I’ll hold off on further Jedi Knight commentary until we get there (if we get there) in the LP. But Bounty Hunter… Bounty Hunter is the best. Not the best storyline (which goes in concept to the Imperial Agent, even if the gameplay hobbles the execution, and the latter plotwork looks more like an Obsidian game), but the best companion. And best happy-fun-times-face-roll PVP spec, but that is no longer with us.
Mako is the first bounty hunter companion, and she almost makes Nal Hutta worth it. As your fixer, she helps you to focus on the important things. Because every time you ask, ‘What will you pay?’ Mako approves. If you can manage to get paid twice, she extra approves. If you taunt the bad guys, Mako approves. If you over-dramatically flirt with an employer’s secretary, Mako cracks up. And approves. In short, if you’re a witty, roguish, monetarily-motivated individual, you are okay with Mako. There’s a definite shortage of games that let you be swashbucklery, so I really appreciated Mako and the writers for letting me have my fun.

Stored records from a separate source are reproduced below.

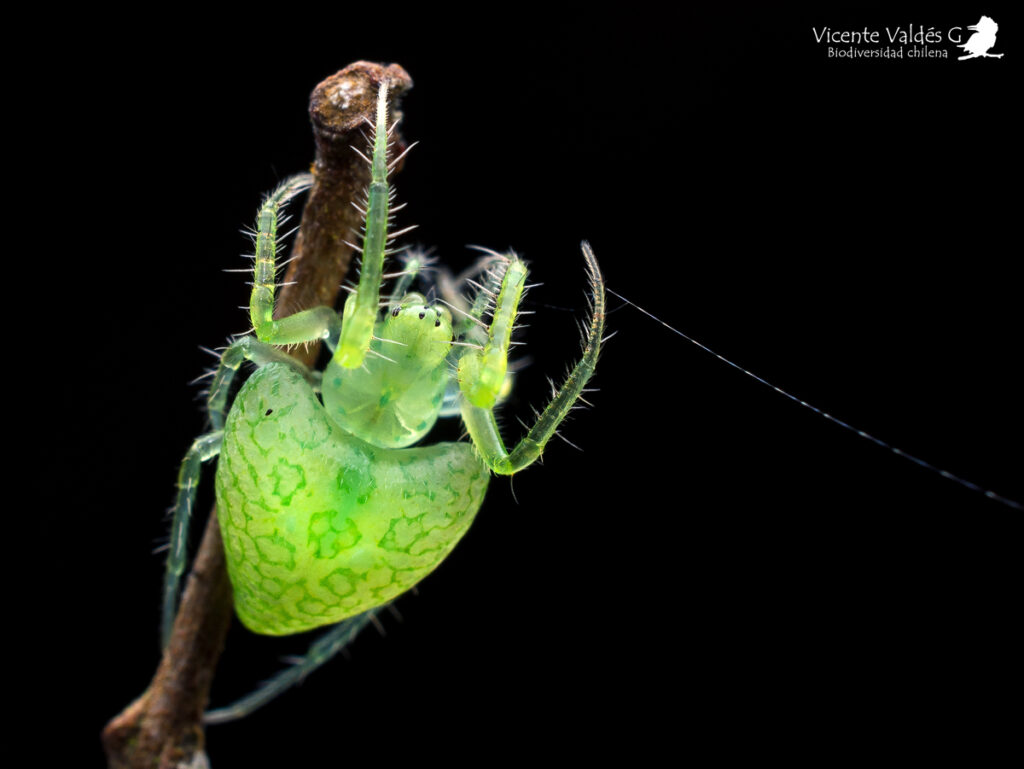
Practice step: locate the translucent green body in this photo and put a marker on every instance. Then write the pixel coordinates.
(318, 524)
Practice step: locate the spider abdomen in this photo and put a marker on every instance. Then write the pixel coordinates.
(320, 525)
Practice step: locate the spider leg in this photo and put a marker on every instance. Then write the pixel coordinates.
(479, 380)
(203, 449)
(307, 326)
(363, 307)
(320, 652)
(246, 348)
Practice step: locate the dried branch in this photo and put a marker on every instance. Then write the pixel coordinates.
(163, 728)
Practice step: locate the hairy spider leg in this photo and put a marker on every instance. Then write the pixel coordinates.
(361, 308)
(308, 326)
(322, 650)
(205, 447)
(467, 323)
(348, 337)
(477, 378)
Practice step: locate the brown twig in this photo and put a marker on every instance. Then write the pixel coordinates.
(163, 728)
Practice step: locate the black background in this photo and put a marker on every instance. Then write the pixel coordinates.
(719, 569)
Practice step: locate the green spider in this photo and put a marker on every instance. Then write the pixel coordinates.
(327, 509)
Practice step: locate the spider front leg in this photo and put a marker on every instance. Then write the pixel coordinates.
(481, 373)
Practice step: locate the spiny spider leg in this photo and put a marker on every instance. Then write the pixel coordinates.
(205, 447)
(308, 326)
(247, 348)
(361, 308)
(480, 373)
(320, 652)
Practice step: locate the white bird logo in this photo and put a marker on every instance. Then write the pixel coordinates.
(983, 39)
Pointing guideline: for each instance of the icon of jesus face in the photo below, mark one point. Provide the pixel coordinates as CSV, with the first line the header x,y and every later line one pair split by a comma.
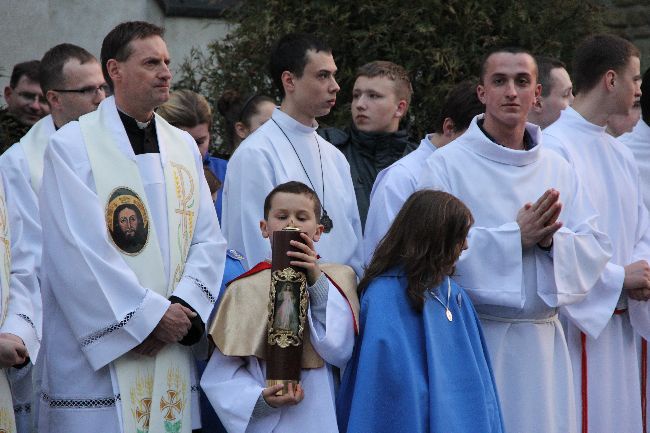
x,y
128,222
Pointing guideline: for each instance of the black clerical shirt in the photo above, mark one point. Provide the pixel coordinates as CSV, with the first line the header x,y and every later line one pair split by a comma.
x,y
145,140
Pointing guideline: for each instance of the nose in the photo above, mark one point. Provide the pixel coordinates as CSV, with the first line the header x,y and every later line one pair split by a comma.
x,y
510,89
335,86
166,73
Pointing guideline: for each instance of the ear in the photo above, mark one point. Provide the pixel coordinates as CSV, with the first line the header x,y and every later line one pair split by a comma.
x,y
264,229
241,130
610,80
538,91
288,82
53,99
480,92
448,127
114,71
319,231
402,107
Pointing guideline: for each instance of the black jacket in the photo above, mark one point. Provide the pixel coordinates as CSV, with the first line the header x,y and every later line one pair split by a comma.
x,y
368,154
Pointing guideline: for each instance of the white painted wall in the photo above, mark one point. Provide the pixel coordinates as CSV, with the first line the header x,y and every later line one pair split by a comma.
x,y
31,27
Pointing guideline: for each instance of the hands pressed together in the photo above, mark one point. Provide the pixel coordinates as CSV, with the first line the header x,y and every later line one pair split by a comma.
x,y
538,221
173,326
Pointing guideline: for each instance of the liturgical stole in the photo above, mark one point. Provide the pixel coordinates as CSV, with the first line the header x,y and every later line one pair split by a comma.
x,y
155,391
7,421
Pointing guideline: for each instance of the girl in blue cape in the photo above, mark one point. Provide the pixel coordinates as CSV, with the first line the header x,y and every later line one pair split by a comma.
x,y
420,364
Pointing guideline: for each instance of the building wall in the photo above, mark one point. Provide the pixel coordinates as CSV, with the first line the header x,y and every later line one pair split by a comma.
x,y
31,27
631,19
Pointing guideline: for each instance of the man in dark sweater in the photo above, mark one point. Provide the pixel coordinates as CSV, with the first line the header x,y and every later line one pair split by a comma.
x,y
381,97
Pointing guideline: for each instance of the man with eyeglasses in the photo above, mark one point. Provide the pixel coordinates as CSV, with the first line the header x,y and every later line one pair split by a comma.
x,y
71,79
25,103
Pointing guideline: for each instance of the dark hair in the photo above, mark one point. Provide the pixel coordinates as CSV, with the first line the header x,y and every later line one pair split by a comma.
x,y
28,69
544,67
235,108
213,182
289,53
186,109
645,97
511,50
293,187
392,71
425,241
598,54
461,105
50,72
116,44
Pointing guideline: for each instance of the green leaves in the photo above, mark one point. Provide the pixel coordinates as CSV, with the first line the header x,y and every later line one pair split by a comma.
x,y
440,42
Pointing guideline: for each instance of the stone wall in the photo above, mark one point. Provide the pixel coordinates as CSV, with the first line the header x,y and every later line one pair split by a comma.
x,y
31,27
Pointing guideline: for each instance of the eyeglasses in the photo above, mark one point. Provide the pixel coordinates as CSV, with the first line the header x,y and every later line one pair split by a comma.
x,y
86,91
29,96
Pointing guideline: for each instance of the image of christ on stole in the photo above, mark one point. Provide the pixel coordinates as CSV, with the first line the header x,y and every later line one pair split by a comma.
x,y
286,308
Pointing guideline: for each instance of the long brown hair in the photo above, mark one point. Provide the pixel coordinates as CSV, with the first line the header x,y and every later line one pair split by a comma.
x,y
425,241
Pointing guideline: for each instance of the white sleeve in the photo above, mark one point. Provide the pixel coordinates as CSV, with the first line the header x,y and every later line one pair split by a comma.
x,y
640,310
233,385
205,262
335,340
248,180
495,278
107,309
24,312
392,188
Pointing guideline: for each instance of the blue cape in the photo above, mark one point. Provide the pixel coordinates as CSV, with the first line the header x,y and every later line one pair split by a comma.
x,y
417,372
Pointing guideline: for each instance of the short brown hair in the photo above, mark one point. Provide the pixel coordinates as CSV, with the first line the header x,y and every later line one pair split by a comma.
x,y
598,54
392,71
116,44
293,187
186,109
509,50
50,72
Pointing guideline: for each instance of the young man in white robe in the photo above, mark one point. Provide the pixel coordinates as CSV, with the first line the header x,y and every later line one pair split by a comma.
x,y
395,184
77,77
287,148
132,255
601,329
533,248
557,91
234,379
19,339
638,141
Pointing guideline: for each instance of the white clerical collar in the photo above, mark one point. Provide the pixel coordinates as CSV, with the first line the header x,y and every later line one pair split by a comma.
x,y
426,142
476,141
289,124
573,116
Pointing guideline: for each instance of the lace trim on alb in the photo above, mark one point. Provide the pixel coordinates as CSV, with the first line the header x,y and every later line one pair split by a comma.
x,y
204,289
85,403
90,339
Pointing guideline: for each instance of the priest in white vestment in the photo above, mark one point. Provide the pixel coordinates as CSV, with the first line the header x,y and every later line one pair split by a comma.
x,y
601,330
287,148
19,308
132,255
525,260
397,182
70,69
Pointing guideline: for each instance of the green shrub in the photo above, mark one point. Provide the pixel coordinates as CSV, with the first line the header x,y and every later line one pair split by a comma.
x,y
440,42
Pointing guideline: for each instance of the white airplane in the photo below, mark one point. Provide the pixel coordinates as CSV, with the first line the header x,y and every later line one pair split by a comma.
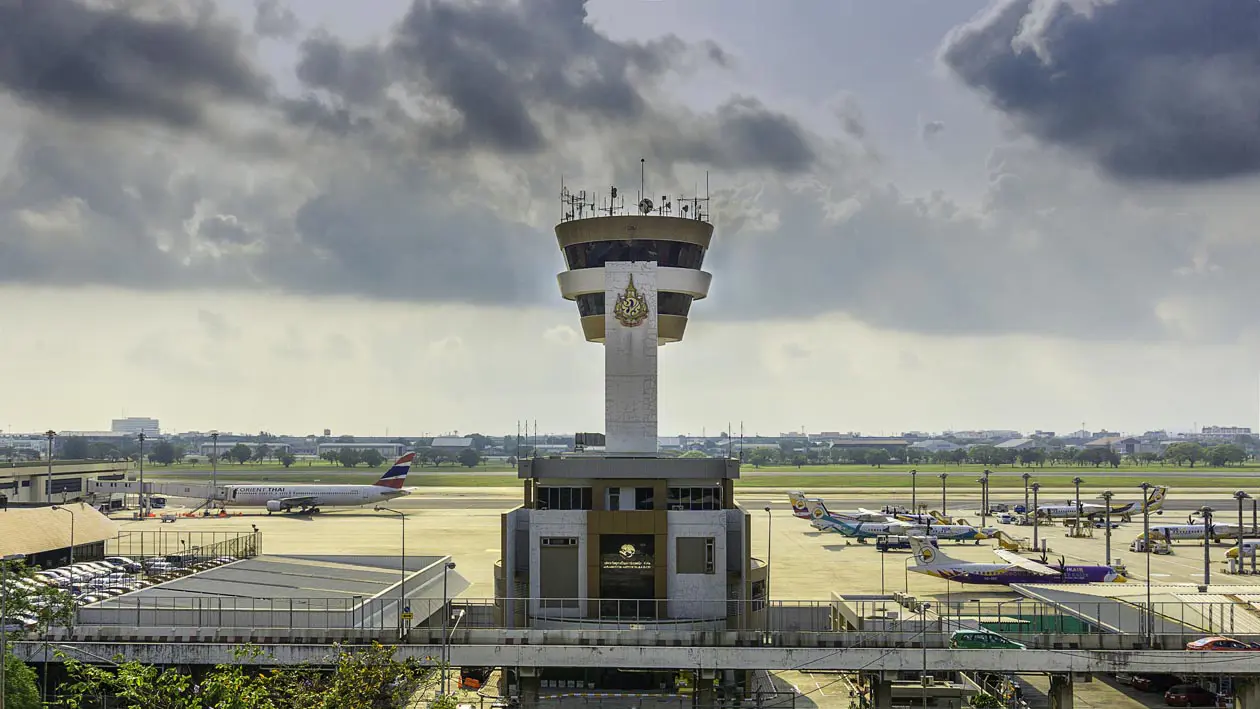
x,y
1093,510
309,498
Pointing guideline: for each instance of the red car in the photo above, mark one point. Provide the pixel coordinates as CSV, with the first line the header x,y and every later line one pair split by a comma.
x,y
1190,695
1219,642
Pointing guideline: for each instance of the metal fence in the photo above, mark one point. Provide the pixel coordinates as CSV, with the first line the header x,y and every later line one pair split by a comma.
x,y
203,544
1025,620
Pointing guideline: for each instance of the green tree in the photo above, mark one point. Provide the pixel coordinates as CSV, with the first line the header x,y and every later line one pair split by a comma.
x,y
877,457
74,448
20,690
469,457
349,457
241,453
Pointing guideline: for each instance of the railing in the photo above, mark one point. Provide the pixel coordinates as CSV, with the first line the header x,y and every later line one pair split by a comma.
x,y
204,544
1031,622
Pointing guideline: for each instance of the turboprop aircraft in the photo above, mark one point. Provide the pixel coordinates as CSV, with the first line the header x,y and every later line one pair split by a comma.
x,y
1017,569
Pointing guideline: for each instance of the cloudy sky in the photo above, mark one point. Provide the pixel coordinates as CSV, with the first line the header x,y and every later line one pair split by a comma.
x,y
250,214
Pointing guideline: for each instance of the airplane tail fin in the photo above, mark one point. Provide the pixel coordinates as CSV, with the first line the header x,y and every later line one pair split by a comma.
x,y
799,508
397,472
1157,499
926,554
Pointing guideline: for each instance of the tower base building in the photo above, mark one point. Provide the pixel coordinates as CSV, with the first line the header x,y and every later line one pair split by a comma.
x,y
624,538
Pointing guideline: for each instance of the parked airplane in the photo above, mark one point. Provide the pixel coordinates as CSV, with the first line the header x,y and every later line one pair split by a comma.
x,y
861,529
1016,569
309,498
1093,510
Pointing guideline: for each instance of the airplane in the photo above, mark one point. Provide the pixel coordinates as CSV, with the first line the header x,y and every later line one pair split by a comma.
x,y
309,498
1016,569
861,529
1093,510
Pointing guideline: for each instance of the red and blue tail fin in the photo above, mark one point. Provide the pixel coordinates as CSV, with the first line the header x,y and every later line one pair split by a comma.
x,y
397,472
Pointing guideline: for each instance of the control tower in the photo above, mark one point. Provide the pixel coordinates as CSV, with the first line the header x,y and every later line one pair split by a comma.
x,y
634,275
619,537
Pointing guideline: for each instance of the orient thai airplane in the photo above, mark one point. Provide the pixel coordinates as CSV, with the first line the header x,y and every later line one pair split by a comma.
x,y
1017,569
309,498
859,529
1091,510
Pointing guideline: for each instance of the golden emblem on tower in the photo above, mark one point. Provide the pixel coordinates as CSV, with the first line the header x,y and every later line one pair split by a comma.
x,y
630,309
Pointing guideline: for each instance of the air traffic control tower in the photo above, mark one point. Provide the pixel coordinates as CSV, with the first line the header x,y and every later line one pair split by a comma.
x,y
615,535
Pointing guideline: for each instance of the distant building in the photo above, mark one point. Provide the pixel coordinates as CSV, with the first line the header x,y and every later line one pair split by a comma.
x,y
935,446
451,443
387,450
135,425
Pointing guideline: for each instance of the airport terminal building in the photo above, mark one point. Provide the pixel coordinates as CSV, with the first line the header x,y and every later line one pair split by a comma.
x,y
624,538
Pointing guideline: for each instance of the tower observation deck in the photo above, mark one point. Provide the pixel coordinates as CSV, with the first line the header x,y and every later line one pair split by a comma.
x,y
673,233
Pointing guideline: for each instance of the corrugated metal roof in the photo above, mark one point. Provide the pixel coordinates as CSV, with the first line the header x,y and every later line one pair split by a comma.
x,y
30,530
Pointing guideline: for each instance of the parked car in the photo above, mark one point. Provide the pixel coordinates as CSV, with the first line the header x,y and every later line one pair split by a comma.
x,y
982,640
1190,695
1220,642
1154,683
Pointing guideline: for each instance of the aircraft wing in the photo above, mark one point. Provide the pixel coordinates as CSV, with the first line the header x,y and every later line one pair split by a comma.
x,y
1025,563
303,500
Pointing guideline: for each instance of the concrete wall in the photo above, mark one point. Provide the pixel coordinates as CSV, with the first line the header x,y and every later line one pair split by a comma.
x,y
630,363
694,595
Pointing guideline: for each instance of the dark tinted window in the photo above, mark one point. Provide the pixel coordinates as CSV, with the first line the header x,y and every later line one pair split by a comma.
x,y
667,304
665,253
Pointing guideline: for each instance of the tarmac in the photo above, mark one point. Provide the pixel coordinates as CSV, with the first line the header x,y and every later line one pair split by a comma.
x,y
805,564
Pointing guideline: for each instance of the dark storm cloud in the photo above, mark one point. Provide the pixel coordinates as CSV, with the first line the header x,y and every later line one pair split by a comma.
x,y
1149,90
272,18
97,62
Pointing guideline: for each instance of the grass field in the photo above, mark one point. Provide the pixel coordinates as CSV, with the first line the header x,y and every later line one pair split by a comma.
x,y
784,480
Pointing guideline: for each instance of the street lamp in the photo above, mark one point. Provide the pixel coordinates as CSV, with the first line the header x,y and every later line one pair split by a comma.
x,y
1106,500
770,525
1145,547
402,566
914,496
943,476
144,503
446,615
1240,495
48,486
4,613
1036,518
985,489
1206,511
214,466
984,495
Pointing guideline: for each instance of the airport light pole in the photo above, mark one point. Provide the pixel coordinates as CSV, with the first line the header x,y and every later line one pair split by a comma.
x,y
446,615
770,525
214,466
4,613
1145,547
1106,500
1206,513
914,501
144,505
402,564
1240,495
1036,518
48,485
984,496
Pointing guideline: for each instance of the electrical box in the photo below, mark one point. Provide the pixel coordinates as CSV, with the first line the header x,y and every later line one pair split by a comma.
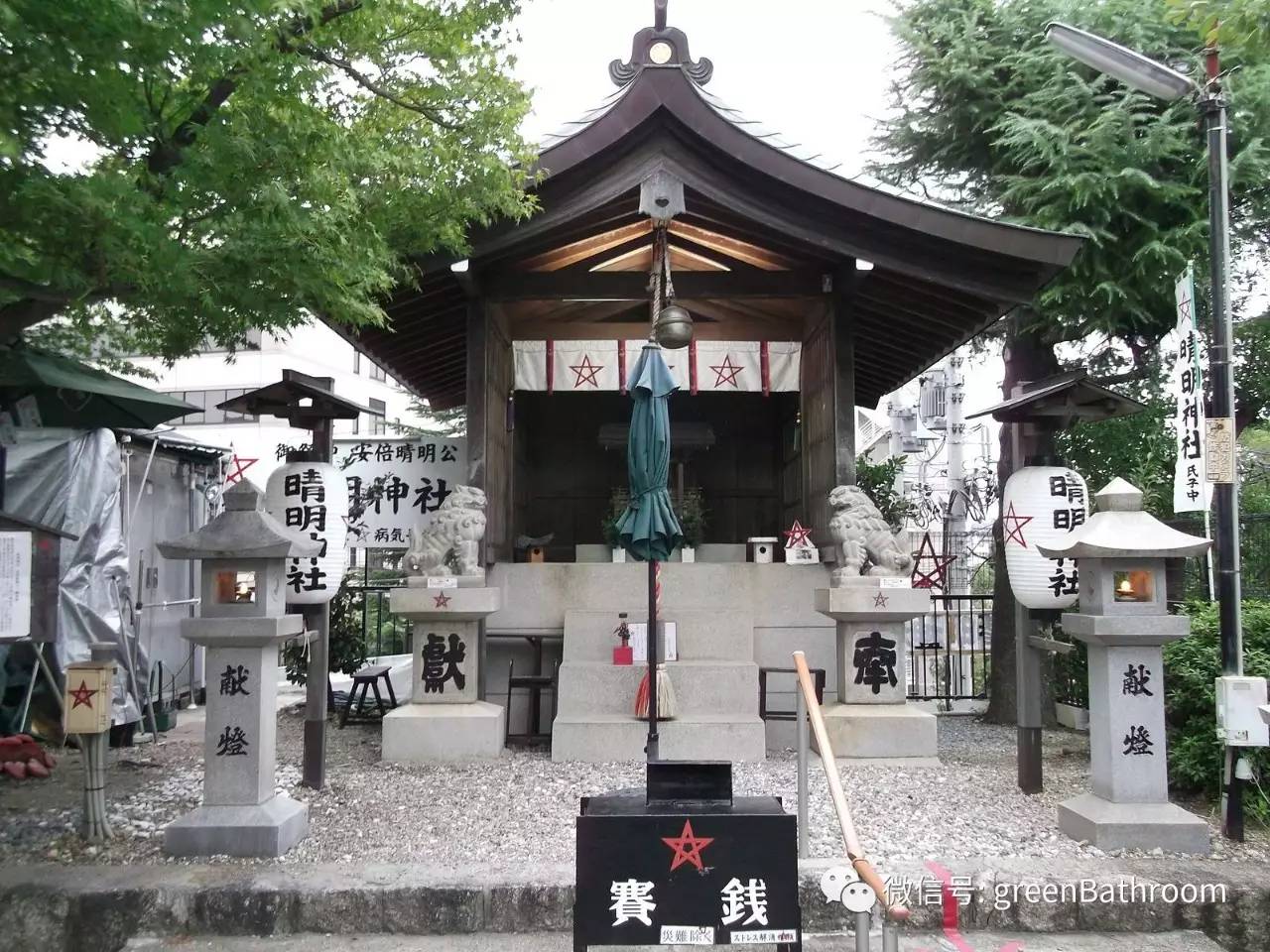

“By popular demand, I've added mouseover text to the images”
“By popular demand”
…WHY?! You maniacs! What have you done?! We were finally free! No longer did we have to remember, for every single image, to hover our cursor over top to avoid missing out on content! We could just read and look at pictures! It was beautiful. And now… gone.
mouseover typo in second image: “getting off a buss”
unless it has a second ‘s’ because it’s a space bus?
I remember playing it in pre-release open beta, it was pretty much this. I raged the whole time while trying it out. Loading bars for voices in conversations killed me. It almost seemed like the storyline was a decent start… for a single player game. However, it trying to be multiplayer hurt the combat system so bad that I was bored shortly after getting my lightsaber.
The only great part of that game were the Uxibeasts. Those were cool.
Other players are visible in your cutscenes? What the hell? I’ve gone back to Champions Online recently, and one thing I specifically noticed is that in cutscenes, other players are invisible.